Solana (SOL) witnessed a spike in trading volume across decentralized exchanges (DEX). Over the past seven days, data highlights a 54% surge in Solana’s trading volume on platforms like Raydium and Orca, breaching the $3.01 billion mark and triggering a notable 42% increase in SOL’s Total Value Locked (TVL).
This surge in trading activity hasn’t gone unnoticed as SOL’s price rallied significantly. Rising above the $60 milestone, SOL soared to a remarkable high of $67.69 on November 15, marking a substantial leap in value driven by heightened market interest.

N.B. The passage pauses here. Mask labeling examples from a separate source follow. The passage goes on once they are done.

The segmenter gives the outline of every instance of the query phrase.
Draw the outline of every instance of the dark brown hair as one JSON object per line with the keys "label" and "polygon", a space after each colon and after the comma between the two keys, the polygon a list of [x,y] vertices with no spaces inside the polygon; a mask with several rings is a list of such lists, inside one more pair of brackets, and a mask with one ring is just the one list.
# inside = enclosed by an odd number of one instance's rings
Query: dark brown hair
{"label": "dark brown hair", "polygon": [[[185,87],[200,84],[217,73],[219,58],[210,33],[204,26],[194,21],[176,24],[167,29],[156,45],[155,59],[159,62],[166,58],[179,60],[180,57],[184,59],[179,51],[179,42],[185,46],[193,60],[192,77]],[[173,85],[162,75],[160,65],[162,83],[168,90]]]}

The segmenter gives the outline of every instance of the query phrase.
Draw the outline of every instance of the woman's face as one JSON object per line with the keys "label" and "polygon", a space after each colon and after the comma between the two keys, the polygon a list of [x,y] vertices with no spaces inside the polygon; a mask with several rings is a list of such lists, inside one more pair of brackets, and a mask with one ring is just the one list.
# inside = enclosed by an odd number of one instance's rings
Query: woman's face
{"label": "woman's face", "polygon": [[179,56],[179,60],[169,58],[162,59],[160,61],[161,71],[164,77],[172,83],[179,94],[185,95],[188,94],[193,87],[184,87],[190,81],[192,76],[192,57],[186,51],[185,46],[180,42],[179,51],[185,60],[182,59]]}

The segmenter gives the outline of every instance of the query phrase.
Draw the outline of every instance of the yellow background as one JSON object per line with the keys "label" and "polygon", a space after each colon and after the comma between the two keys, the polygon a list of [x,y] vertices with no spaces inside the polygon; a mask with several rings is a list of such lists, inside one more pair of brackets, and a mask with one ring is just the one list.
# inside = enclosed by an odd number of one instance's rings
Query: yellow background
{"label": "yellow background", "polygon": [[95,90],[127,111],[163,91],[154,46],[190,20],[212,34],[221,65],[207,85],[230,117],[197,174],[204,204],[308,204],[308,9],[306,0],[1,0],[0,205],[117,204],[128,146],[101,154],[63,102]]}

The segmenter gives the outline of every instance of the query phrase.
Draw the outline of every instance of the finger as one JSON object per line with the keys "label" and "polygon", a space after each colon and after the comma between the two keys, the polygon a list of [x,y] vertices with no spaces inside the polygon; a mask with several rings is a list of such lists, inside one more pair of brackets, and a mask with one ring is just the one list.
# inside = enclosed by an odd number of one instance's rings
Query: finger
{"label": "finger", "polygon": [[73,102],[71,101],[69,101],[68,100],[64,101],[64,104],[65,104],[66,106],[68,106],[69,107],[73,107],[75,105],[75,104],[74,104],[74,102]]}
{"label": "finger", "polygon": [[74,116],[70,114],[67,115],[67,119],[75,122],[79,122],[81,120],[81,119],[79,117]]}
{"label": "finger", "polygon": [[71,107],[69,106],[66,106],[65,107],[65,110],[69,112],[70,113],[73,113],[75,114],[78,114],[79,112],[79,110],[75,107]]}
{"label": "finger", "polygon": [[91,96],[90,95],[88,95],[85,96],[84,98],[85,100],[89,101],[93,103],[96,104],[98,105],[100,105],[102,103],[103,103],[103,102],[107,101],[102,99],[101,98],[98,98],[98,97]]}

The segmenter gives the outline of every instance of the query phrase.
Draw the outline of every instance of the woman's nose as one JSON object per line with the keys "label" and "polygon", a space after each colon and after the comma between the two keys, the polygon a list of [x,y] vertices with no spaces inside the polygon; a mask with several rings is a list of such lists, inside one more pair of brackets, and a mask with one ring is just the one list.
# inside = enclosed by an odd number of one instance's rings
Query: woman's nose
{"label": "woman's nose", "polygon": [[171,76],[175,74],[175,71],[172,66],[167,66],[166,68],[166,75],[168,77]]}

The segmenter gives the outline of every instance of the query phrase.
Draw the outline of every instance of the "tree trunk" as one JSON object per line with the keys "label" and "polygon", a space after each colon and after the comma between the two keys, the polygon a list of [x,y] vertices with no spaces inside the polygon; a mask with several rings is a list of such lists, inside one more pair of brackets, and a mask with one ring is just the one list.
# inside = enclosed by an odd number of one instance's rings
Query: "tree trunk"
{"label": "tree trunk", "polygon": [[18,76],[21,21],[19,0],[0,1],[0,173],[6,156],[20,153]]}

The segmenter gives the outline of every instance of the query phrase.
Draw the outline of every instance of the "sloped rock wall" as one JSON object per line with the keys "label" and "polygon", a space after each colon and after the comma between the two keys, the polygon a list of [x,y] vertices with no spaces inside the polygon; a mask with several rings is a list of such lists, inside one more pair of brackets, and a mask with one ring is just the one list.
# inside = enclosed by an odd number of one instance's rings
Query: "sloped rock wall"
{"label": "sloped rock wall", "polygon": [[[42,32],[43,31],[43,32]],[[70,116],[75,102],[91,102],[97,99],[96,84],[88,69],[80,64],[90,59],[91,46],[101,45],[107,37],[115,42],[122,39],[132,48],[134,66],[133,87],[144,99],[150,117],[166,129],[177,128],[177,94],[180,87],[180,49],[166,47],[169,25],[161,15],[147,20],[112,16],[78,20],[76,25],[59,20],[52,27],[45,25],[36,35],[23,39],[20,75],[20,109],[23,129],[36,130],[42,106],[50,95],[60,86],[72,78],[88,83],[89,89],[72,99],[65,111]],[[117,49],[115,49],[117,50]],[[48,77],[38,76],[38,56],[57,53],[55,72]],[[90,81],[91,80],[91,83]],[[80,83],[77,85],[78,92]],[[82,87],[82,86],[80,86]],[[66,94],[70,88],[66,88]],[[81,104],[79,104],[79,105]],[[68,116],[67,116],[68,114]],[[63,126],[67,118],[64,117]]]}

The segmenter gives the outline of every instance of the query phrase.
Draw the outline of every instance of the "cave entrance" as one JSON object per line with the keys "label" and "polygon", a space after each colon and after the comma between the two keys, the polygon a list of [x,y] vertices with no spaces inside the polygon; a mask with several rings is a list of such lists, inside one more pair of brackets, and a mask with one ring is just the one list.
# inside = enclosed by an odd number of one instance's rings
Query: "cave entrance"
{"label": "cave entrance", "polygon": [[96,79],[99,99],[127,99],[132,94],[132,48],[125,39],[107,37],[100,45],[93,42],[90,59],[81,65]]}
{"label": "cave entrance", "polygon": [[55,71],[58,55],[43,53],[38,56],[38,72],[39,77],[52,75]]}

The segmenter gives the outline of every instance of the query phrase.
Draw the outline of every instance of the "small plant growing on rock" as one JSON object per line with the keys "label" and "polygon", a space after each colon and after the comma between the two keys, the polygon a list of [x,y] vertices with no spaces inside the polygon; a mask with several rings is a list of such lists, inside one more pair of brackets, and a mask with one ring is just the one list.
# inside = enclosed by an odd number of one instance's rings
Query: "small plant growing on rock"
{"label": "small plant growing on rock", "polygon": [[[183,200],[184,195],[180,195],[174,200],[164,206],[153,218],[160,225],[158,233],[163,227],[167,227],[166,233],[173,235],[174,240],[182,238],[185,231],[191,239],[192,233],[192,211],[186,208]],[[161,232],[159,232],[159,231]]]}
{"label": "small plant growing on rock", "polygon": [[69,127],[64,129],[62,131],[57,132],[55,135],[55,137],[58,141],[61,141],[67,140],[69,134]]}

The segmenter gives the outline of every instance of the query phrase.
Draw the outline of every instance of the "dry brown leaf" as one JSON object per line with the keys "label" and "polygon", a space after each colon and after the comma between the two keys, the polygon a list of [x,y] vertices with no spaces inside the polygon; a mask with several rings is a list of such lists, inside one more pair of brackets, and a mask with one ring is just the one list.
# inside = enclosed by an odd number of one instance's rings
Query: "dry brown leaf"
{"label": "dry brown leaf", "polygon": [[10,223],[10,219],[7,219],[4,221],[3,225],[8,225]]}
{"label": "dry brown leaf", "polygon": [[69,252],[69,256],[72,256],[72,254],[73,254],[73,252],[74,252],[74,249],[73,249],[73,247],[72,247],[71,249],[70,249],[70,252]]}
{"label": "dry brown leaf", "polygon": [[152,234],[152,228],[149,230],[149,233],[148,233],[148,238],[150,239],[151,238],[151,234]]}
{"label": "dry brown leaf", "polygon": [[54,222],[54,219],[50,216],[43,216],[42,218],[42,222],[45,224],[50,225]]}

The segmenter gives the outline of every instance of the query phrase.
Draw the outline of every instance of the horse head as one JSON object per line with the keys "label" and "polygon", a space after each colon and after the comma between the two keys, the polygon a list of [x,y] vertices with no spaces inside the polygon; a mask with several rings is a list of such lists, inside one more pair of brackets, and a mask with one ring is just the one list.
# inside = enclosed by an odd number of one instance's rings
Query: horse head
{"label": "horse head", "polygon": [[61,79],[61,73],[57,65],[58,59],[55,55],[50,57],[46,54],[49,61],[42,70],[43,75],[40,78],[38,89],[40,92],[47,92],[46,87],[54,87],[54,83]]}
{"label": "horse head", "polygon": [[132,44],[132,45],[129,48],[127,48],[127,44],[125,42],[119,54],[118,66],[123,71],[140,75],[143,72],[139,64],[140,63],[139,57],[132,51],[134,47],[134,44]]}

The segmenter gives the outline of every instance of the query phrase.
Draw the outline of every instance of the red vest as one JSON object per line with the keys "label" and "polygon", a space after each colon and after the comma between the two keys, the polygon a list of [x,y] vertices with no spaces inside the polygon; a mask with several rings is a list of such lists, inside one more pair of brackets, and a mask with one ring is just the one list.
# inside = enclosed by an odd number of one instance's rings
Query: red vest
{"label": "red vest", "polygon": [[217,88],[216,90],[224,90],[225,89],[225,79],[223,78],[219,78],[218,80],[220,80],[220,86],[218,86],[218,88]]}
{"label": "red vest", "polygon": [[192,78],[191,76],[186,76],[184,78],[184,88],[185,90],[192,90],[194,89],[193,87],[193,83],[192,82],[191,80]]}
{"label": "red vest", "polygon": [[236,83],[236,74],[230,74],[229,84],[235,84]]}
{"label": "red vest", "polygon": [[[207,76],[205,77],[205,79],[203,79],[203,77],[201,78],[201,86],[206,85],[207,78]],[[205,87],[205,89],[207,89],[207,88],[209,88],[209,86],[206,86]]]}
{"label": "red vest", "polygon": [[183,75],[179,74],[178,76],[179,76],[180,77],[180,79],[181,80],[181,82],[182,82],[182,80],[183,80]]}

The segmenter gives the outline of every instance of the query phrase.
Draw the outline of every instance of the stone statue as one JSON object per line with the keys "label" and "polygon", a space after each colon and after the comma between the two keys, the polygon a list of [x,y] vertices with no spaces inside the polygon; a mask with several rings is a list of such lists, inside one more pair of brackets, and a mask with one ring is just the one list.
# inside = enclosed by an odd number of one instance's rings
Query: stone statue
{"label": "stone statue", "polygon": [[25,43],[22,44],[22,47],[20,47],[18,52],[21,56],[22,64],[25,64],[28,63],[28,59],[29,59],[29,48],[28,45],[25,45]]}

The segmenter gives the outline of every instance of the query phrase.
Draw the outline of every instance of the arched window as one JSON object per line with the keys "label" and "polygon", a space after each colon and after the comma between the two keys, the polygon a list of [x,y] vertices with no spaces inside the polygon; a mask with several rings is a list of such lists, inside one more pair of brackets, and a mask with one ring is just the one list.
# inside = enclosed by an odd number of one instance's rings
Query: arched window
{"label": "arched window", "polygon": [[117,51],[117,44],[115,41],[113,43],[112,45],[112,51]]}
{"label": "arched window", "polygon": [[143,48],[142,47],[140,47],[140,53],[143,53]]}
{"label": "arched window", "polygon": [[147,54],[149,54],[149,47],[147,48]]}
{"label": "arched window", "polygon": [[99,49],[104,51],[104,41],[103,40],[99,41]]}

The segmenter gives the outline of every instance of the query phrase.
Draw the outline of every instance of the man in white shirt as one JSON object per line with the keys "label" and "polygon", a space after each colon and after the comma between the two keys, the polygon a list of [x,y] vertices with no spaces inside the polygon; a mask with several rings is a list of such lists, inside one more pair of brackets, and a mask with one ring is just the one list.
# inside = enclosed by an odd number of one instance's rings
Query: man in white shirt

The surge on DEX platforms notably impacted the TVL metrics, with SOL’s TVL catapulting by an astounding 42%, surging from $409.68 million on November 1 to $584.56 million on November 20. This surge solidified Solana’s position among the top three chains in weekly transaction volume, a remarkable feat alongside Ethereum and Arbitrum.
Solana also notched up a striking 125% gain in its 30-day price trajectory, a testament to its robust performance and growing investor confidence. However, despite the momentous surge to $67.69, Solana experienced a minor retreat, dipping to $55 on November 17, followed by a rebound to $60.66. Even with this slight pullback, SOL managed to retain over 5% of its gains from the previous week.
Analyzing Solana’s price trends, the charts illustrate a breakout from a bearish trendline, surging past critical resistance levels at $23 and $42. While encountering resistance, SOL remains notably above two significant simple moving averages ($24.59 and $36.25), indicating a sustained bullish momentum.